大阪公立進学校の寝屋川高はプロ顔負けの情報収集で打倒私学を狙う(写真・寝屋川高野球部提供)

 何もこの10年間ですべてが順調に進んだわけではない。大阪大会での最高成績はベスト32。達監督は、試行錯誤を続けてきた。公立の進学校。もちろん、私学の強豪と違い難関な入学試験を突破しなければならないのだから“スカウト活動”は難しい。
 
 それでも達監督は、学区にあるリトルやシニア、ヤングリーグなど、硬式球を扱うチームに挨拶回りをして、監督やコーチとの親交を深めている。学力を伴う選手が出てきたときに「ぜひ寝屋川を受験してください」とできる範囲での声かけを行い、夏には高野連が認めている「体験会」を実施している。
 主将の一貫田も「体験会での雰囲気がよくて、寝屋川で野球がやりたくて入学した」という。

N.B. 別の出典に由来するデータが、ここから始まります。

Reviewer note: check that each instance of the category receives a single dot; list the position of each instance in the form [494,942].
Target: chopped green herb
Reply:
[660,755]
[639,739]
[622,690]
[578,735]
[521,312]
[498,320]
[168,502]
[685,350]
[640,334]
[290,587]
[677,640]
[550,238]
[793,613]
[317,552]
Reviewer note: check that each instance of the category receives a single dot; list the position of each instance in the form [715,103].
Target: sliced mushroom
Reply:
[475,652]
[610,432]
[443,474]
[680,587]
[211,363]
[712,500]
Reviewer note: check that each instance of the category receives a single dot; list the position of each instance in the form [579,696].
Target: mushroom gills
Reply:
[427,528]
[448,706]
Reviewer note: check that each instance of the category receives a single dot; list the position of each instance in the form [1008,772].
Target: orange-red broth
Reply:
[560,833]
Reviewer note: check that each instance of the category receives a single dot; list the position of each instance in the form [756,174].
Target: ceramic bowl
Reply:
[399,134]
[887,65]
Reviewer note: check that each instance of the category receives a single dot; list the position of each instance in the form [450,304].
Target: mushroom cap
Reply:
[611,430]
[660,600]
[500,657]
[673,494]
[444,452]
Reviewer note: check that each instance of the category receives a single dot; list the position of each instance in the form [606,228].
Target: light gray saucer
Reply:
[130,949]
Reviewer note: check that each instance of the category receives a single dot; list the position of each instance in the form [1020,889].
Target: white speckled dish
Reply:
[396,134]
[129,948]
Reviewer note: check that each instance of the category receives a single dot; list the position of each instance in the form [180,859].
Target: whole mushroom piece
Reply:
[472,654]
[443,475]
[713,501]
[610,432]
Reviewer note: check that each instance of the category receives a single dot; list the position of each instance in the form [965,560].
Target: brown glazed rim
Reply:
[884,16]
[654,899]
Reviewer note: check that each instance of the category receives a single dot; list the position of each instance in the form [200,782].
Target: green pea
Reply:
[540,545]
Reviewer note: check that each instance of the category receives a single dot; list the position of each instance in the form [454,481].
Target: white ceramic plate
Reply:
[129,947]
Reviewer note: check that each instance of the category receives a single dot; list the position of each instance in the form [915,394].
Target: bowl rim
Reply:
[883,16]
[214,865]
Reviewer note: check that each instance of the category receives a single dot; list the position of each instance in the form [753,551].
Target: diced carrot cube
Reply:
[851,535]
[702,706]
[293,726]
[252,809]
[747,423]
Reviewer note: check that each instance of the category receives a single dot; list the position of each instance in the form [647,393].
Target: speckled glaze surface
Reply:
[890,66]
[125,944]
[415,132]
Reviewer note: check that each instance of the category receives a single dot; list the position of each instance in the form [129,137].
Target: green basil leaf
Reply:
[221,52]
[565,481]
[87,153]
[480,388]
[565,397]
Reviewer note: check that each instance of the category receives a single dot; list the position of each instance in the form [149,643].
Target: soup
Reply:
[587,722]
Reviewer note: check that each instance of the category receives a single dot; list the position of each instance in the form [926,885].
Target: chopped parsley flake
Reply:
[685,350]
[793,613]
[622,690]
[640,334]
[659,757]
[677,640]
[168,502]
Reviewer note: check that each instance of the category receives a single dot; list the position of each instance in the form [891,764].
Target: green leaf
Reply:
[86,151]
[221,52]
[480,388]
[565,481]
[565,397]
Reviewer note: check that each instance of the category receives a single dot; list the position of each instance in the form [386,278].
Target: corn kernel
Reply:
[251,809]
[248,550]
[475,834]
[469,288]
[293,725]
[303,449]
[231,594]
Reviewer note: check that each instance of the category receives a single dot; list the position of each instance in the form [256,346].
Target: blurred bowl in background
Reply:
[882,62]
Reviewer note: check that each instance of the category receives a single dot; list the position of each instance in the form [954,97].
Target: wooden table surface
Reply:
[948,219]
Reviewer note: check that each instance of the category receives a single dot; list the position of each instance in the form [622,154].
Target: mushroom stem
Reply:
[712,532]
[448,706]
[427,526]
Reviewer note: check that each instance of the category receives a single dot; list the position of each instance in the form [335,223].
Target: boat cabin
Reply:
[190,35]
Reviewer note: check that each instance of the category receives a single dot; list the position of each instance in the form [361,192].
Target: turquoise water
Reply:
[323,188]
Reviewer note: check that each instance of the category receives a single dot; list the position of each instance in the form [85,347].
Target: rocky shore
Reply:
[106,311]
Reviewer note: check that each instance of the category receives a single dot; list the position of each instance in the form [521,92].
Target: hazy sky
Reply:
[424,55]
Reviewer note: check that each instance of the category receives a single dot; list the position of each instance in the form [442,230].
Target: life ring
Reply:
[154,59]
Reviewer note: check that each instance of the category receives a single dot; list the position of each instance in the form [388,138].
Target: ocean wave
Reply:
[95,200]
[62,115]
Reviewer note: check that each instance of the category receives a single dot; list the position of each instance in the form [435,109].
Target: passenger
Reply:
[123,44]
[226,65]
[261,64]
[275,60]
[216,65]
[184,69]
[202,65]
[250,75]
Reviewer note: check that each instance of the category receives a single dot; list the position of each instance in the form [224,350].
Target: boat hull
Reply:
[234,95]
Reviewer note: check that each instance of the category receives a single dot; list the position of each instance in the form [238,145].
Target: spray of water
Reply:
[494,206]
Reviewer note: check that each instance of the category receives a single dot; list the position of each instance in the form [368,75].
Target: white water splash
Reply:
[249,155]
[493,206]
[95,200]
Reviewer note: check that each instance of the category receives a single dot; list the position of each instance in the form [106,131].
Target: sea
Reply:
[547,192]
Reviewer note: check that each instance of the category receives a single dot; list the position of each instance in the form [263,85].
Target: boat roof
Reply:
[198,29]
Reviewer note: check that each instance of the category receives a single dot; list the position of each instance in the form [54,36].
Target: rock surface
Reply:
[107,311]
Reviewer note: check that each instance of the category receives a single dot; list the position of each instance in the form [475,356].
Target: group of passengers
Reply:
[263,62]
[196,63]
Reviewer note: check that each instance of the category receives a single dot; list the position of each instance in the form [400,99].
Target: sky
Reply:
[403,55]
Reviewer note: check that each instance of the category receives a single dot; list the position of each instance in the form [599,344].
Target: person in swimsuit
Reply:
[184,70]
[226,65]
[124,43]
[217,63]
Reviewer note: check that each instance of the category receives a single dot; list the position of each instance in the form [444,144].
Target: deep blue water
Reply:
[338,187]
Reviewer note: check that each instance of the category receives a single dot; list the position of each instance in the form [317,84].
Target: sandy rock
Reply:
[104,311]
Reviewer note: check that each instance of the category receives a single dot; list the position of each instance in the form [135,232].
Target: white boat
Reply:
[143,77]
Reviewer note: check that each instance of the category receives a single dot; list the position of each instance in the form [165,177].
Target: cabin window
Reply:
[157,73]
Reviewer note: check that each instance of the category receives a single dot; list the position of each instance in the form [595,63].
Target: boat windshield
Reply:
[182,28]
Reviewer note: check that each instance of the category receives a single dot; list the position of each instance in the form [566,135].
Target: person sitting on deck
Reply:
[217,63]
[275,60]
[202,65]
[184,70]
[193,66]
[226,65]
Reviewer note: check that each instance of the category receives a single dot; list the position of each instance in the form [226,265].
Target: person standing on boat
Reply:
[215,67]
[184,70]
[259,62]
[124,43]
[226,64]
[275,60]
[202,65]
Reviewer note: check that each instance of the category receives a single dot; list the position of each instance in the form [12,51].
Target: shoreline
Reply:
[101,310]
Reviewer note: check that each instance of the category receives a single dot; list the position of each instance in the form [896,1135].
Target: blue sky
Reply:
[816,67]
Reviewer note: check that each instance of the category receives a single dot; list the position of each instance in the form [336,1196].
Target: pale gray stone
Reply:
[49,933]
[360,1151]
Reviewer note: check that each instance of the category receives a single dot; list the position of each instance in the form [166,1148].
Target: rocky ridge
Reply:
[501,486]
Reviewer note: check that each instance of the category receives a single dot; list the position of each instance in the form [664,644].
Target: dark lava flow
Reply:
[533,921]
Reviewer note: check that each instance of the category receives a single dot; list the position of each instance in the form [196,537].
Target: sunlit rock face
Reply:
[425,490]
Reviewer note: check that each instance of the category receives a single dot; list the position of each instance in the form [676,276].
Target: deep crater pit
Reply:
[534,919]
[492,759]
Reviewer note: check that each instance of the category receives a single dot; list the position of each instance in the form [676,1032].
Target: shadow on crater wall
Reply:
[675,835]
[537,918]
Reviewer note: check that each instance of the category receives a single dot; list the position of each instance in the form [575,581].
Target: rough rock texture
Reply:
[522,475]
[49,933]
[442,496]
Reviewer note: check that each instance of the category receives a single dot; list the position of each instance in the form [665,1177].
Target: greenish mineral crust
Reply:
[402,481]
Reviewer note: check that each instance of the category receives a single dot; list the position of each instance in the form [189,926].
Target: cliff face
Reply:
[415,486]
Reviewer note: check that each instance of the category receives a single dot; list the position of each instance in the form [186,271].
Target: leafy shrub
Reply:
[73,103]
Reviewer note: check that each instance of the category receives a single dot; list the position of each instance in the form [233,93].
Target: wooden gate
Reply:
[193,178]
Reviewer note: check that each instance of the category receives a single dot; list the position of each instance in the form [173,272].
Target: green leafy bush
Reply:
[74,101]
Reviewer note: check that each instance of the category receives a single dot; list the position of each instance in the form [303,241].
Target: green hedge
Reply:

「今は幸いにも公立志望が増えているんですよ。保護者の考えも変わってきていて、大阪は甲子園出場も簡単ではないので野球だけでなく勉強も頑張るという傾向なんです」と達監督。
 チームのレギュラー9人のうち4人が硬式経験者。藤原も枚方ヤングホークス出身だ。現在は3年が19人、2年が15人、1年9人の部員がいる。今年は、3年生のレベルが高いため、入部早々に自信喪失して退部した生徒が数人いたが、例年、ほとんど脱落者がいない。

 達監督に、その監督哲学を問う。
「学校教育における部活動ですから人間形成の場であることは間違いありません。でも、僕は彼らに人間形成を語れるほどの人間じゃないんです。だから入部してきた時点で、僕は彼らに『どうやれば勝てるかという方法だけを教える。ただし勝利至上主義ではない。勝たないと何も得られないとは思わない』と言うんです。野球を好きになってもらいたい。勝つ方法を教えて、彼らが興味を持ち、自分らで考えて努力する。その時間が将来、何かにつながってくれればいいのですが、僕なんかが偉そうに野球で人を育てるとは語れません」
 その実直さに生徒がついてくるのかもしれない。

 計8人いる女性マネージャーもチーム戦力としてデータ集めなどで大きな役割を担っているが、達監督は、「サポートしたいとか、お手伝いしたいという考えなら入部しないでくれ。マネージャーの仕事はチームを勝たせること。一歩下がるんじゃなく、一歩前へ出て引っ張って欲しい」と入部時に釘を刺す。